If we can’t get better treatment of Endometriosis, can we at least treat people with Endometriosis better?

This piece in NZ Herald is about a young mother who struggled for many years to get a hysterectomy despite crippling pain. Although you may guess from my byline that I lack a crucial qualification to write this story, not being in possession at any stage in my life of a uterus, I have called on the experiences of friends and colleagues to put together these notes. If you do not want to read the rest, please read this: trust women to make decisions about their uterus.

Many people are squeamish about permanent decisions, whether it is a tattoo or other cosmetic body modification, right down to the big ones – like a permanent decision never to have children. I get that these are major. But consider the facts of the story linked above. Tash Stokes had two children, ran her own business, and knew what she wanted: freedom from the constant pain of recurrent endometriosis. She was denied out of hand by her gynaecologist. I even feel embarrassed that I had to state her circumstances – to reassure you that she could make her own decision. The pain alone should be enough.

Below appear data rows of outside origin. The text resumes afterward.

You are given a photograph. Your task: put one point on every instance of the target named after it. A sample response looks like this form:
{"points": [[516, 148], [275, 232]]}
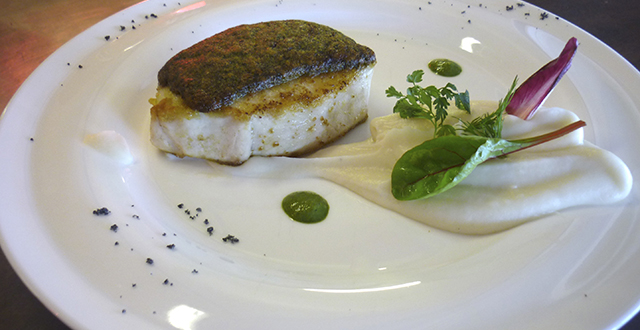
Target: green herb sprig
{"points": [[441, 163], [429, 102]]}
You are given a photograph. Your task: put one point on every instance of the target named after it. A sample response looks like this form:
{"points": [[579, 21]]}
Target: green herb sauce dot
{"points": [[305, 207], [445, 67]]}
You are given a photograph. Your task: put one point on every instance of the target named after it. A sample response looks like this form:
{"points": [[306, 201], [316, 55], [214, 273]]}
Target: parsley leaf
{"points": [[490, 124], [429, 102]]}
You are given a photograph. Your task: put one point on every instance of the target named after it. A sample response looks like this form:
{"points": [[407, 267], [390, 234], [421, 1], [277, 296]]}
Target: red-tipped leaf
{"points": [[532, 93]]}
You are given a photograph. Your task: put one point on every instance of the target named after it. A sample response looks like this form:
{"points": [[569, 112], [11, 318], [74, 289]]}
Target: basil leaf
{"points": [[438, 165]]}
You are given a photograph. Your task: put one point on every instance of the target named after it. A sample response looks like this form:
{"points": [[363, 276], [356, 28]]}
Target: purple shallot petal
{"points": [[535, 90]]}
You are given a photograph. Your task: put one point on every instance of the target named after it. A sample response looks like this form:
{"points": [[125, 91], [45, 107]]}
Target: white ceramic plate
{"points": [[363, 267]]}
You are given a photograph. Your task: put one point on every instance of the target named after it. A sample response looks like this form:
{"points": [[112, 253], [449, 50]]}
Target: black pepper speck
{"points": [[101, 211]]}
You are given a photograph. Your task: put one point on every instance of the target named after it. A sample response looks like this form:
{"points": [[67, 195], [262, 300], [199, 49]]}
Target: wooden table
{"points": [[30, 30]]}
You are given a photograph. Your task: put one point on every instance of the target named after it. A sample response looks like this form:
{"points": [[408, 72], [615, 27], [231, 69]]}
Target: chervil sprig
{"points": [[429, 102]]}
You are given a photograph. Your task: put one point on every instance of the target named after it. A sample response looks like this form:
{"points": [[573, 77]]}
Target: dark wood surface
{"points": [[30, 30]]}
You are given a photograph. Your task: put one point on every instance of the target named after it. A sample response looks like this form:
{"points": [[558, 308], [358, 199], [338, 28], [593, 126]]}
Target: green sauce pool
{"points": [[445, 67], [305, 207]]}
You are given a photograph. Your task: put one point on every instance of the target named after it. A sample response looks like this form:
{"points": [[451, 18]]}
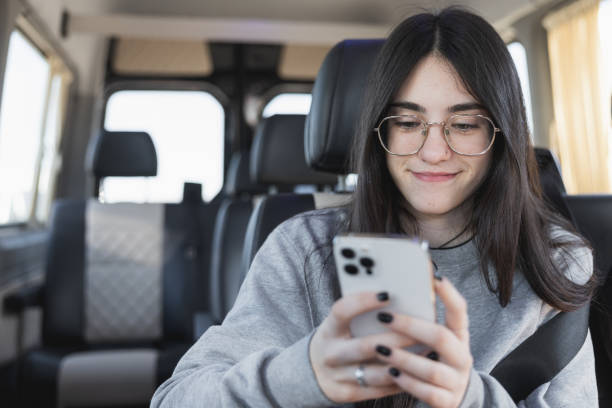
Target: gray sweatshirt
{"points": [[259, 356]]}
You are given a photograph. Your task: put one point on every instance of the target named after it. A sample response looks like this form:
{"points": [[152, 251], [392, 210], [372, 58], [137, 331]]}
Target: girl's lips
{"points": [[433, 176]]}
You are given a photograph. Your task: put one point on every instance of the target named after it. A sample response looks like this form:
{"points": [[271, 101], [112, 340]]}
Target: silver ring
{"points": [[360, 376]]}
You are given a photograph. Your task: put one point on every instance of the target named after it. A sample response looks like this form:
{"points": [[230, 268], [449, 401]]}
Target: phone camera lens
{"points": [[348, 253], [351, 269], [366, 262]]}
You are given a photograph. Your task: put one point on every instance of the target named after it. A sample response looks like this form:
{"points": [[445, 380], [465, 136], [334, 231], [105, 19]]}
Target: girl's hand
{"points": [[441, 384], [336, 356]]}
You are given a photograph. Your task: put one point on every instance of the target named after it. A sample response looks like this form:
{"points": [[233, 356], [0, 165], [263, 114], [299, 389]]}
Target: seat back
{"points": [[327, 138], [226, 272], [593, 215], [277, 158], [124, 273]]}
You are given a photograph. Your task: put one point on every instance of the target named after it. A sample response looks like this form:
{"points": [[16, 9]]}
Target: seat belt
{"points": [[539, 358]]}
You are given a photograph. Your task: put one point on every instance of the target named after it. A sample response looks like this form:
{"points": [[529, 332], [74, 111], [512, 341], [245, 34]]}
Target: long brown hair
{"points": [[511, 222]]}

I happen to know three people who have lived with the pain of Endo for years. Two experienced the pain of Endo very early in life – one found it an increasing burden in their 40s. The sharp stabs that come either at random or with any twist or stretch of the body reduce your function. They prevent you from chasing after young children, they limit your ability to enjoy everyday life. They frequently limit the ability to enjoy a normal sex life. My wife tells me that the best description of the impact of severe endometriosis she has ever read was in Theory of Bastards by Audrey Schulman. I read that too - it is awful.

The pain is real, personal and debilitating. Yet the pain is also frequently dismissed. My wife had the least trouble with medical people. Perhaps because she was older when she first started reporting symptoms. Perhaps because she is a determined person. Perhaps because we have decent doctors who never doubt us. I wish more doctors were like that.  

Two other friends, and I have seen the pain hit them, were both in the first instance not believed. Making statements to people along the lines of ‘it’s all in your head’ – which was effectively said to both - is an appalling way to treat people. Just don’t do that. I know that medical people need to convey certainty and make decisions even on limited information – but dismissing the information given by a patient is surely not a valid strategy. Both were given the run around of being told to wait or see if it is something else before endo was diagnosed. I am sure that they would rather it had been one of the alternatives, but they were far less likely to be the cause.

One, finally, after many consultations, was given a laparoscopy and told that should they find endo it would be removed. The surgeon looked, found masses and masses, and decided the job was simply too big and closed her up and referred her to someone else – a failed treatment because it took too long to get a diagnosis and reach that point. Another friend, a young woman, has taken five years to get to that point. It is not fair to have to wait years for diagnosis and treatment.

As a good analyst in the life and health insurance sector I know about disability adjusted life years and wonder at the priorities of our health system that makes these women wait years for diagnosis and treatment and then may deny a solution – such as hysterectomy – for a decade or so. Compared to many cancer sufferers these women will have twenty or thirty or forty productive years ahead of them – in which they deserve to be free from debilitating pain. Private medical insurance can help - but only where endo is not a pre-existing condition. For those where diagnosis is in their teens, they need to be added to a policy as children, probably from birth, to qualify. But surely everyone should be eligible for better care - there is a lot of benefit to society from providing it.

I have questions. Questions largely for the medical profession. Who is the doctor to say she can’t get a hysterectomy until she reaches an arbitrary age? What about a woman’s autonomy over her own body? I know of two people who have been a given tubal ligation after just two meetings with a specialist. The decision was quick and simple. Does the difficulty in obtaining a hysterectomy stem from deep-seated views about women’s role in society? What are these weird prejudices about how many children is enough? Each process seems to be some personal prejudice of the doctor, surgeon or specialist involved – surely some best practice, designed in consultation with people who have endometriosis, should be the standard guideline.